Windows use in medical spaces (Re: vintage computers in active use)

Maciej W. Rozycki macro at
Thu Jun 9 19:13:17 CDT 2016

On Fri, 27 May 2016, Dave Wade wrote:

> > It makes me wonder how many patients have had to wait on care or didn't
> get
> > proper care because of an IT screwup related to Windows. I have to say
> just
> > _seeing_ Windows on machines in the ER made me livid. I found it
> breathtaking
> > they were that caviler about getting people checked in, keeping records
> > straight, etc... I guess I shouldn't have visited the sausage factory, so
> to speak...
> > 
> What would you expect.
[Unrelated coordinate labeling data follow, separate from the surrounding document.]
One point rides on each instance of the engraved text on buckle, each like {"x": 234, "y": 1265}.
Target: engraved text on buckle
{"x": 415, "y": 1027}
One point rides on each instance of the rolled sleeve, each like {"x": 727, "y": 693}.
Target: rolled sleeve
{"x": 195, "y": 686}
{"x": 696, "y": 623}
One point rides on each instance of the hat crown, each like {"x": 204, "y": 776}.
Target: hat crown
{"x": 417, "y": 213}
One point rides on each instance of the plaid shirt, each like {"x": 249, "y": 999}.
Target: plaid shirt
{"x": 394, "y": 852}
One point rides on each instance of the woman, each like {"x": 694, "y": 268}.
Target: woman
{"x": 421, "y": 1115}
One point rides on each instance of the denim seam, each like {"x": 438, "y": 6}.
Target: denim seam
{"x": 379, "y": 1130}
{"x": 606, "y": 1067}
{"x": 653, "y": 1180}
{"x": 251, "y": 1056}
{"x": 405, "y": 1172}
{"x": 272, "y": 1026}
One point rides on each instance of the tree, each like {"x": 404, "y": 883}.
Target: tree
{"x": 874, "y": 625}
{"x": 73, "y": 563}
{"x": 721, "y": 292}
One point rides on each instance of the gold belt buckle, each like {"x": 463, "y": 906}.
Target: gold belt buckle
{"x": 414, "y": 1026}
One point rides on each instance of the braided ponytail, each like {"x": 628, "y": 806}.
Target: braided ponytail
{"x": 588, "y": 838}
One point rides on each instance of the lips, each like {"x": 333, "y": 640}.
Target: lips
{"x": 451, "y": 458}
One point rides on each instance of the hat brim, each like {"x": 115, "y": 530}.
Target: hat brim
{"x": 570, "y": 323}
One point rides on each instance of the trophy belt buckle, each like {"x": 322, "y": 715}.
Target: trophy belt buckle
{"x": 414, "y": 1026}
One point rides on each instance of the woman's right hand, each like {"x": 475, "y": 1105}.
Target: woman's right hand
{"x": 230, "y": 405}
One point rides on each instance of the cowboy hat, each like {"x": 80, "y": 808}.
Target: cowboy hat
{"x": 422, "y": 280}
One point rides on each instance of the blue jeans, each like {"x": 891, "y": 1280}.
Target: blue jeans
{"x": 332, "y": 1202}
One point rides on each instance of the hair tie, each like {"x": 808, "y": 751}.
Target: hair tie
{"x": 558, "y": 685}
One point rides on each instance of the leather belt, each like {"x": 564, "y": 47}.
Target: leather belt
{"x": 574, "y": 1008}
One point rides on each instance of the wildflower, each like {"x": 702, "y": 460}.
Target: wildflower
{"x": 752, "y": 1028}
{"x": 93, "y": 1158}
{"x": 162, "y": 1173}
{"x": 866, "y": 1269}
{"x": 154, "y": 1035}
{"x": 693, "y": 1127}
Properly maintained, managed enterprise and locked
> down Windows/7 is solid and reliable. 
> In the UK it is hard to use Linux in the "Public Sector" and in the UK most
> Hospitals are Public Sector.
> You can use Linux BUT you must have a support contract in place and run a
> supported distro.
> Having costed this it brings the price up way beyond that of a Windows
> desktop.

 You can surely get a proper Linux support contract -- proper as in: if 
you trigger a bug (which may be anything from a protocol violation, 
through a security hole, to a crash) in the kernel or other core 
component, then you can log it with your support provider's bug tracking 
system and get it fixed with an update release of the offending component 
provided within an agreed reasonable time frame, having live access to the 
bug status throughout the cycle.

 Now can you get it with Windows?  This is a serious question -- I've been 
asking various IT people about it many times over the years, and only got 
evasive answers (if any), but perhaps I asked the wrong people.